Sorry to break your bubble Warp!


----------



## mountainking_71 (Sep 17, 2005)

Here you go so you can settle this dispute like men

https://i257.photobucket.com/albums/hh227/mountainking_71/Rocky_Balboa-Boxing_Gloves.jpg[/IMG]"]

Or perhaps you prefer them in this other color

https://i257.photobucket.com/albums/hh227/mountainking_71/Ladies20Boxing20Gloves_2.jpg[/IMG]"]


----------



## Warp (May 24, 2004)

tacubaya said:


> Pose doesn't mean anything more these days, it is so common to see useless riders on Turners, Santa Cruzes, Tituses and Yetis that no one gets impressed any more.


Who cares. Mr. Lightning McQueen? 

mtb71... don't get involved... stay away, off... If we'd settle this down the post count on the Mexico board would fall to nearly zero. :nono:


----------



## mountainking_71 (Sep 17, 2005)

I was just trying to put some sense of humor here to help cool things down

I guess you didnt take it that way.


----------



## tacubaya (Jan 27, 2006)

I will fight with these


----------



## tacubaya (Jan 27, 2006)

Warp said:


> Who cares. Mr. Lightning McQueen?


Hm, precisely.
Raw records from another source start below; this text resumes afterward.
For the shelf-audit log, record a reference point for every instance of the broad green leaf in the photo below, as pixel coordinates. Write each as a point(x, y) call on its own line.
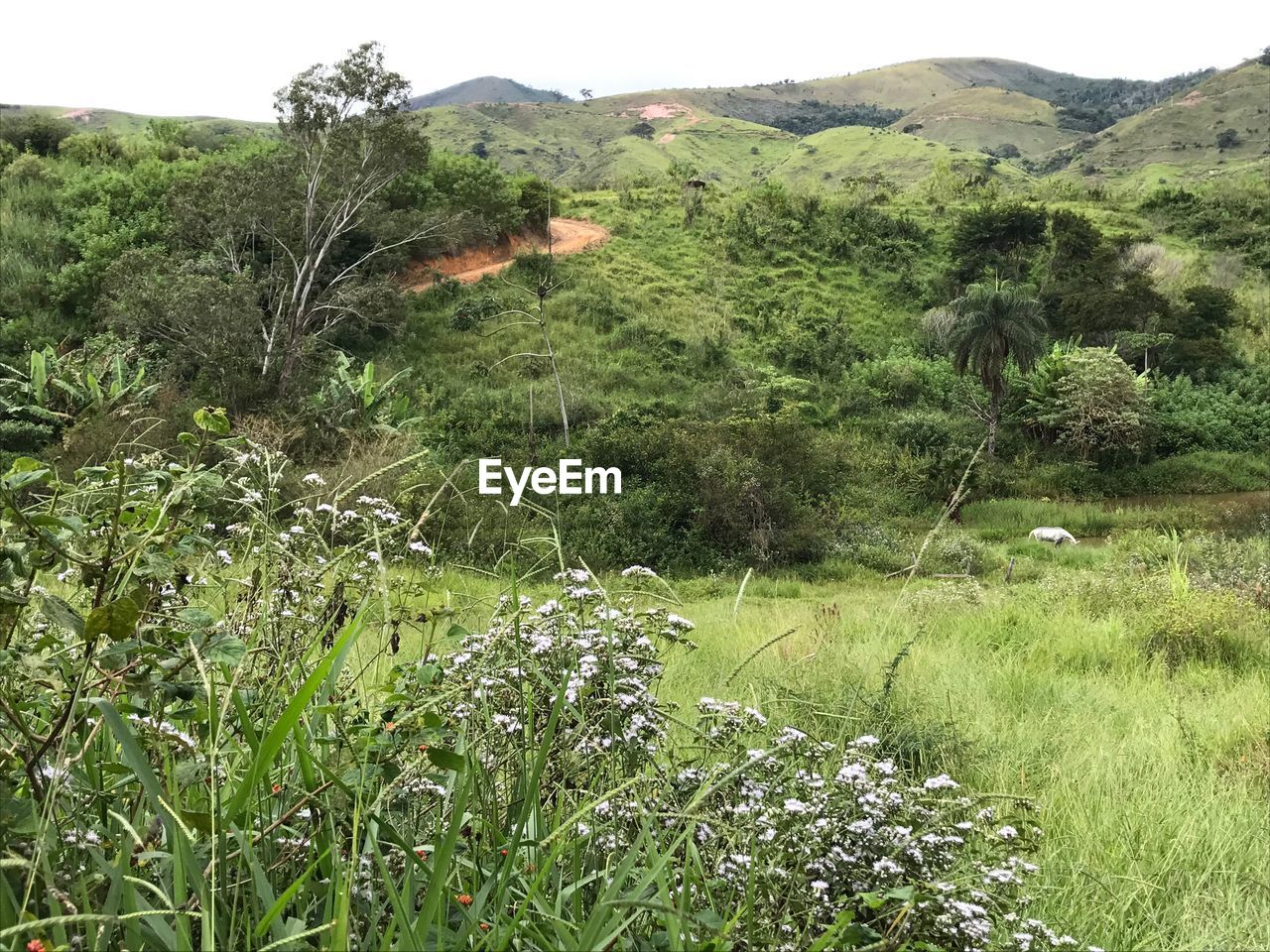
point(226, 649)
point(195, 617)
point(212, 419)
point(60, 613)
point(445, 760)
point(116, 620)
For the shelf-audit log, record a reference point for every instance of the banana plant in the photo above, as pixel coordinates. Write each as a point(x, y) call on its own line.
point(68, 385)
point(356, 400)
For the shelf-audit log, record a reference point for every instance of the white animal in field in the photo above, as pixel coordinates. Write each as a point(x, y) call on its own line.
point(1052, 534)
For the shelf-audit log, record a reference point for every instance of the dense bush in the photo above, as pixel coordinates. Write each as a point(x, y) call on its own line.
point(1228, 414)
point(246, 749)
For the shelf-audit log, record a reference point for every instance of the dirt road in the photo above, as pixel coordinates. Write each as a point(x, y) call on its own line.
point(568, 236)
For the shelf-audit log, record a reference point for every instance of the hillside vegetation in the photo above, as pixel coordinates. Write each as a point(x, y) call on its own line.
point(983, 119)
point(277, 671)
point(1220, 125)
point(485, 89)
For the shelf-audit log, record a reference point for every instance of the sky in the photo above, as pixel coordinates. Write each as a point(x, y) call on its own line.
point(226, 58)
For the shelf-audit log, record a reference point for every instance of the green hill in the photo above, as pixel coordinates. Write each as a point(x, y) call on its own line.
point(1182, 137)
point(486, 89)
point(87, 119)
point(581, 146)
point(833, 155)
point(980, 118)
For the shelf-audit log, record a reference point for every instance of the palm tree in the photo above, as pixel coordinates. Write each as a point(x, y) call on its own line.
point(983, 329)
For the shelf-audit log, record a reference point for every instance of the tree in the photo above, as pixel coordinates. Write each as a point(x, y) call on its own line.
point(36, 132)
point(1095, 407)
point(309, 218)
point(987, 326)
point(1199, 327)
point(996, 236)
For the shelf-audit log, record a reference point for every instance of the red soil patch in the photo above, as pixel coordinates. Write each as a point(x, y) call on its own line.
point(568, 236)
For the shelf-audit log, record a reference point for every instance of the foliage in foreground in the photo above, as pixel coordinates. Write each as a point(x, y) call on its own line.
point(204, 743)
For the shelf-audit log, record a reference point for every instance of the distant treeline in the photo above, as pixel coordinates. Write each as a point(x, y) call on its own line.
point(811, 116)
point(1091, 105)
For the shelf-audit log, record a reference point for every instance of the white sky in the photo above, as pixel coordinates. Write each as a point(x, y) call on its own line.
point(226, 58)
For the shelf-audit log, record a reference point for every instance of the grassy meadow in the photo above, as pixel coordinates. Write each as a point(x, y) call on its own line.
point(277, 674)
point(1110, 684)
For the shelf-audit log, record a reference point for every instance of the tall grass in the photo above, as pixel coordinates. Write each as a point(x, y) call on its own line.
point(1151, 780)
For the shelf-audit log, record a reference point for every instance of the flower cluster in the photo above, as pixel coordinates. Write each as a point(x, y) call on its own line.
point(594, 657)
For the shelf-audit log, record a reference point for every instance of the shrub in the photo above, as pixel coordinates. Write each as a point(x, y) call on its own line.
point(520, 785)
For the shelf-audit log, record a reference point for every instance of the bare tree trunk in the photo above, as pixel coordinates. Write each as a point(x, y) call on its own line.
point(993, 419)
You are no longer cool.


----------



## Warp (May 24, 2004)

mountainking_71 said:


> I was just trying to put some sense of humor here to help cool things down
> 
> I guess you didnt take it that way.


mtb71... Tacu and I are actually joking....  :thumbsup:

We enjoy giving shait to each other... and in person it gets worst!

It's just that internet is so unidimensional...

Tacu... Bring it on, beyoaiuotch!!!...


----------



## tacubaya (Jan 27, 2006)

On garde monsieur!


----------



## Gauss (Dec 14, 2006)

Warp said:


> But we were not talking trails, were we?
> 
> Anyways... everybody knows I don't ride at all... It's all about the pose.


Common Warp, don't tell me you have a bike to only pose :nono:


----------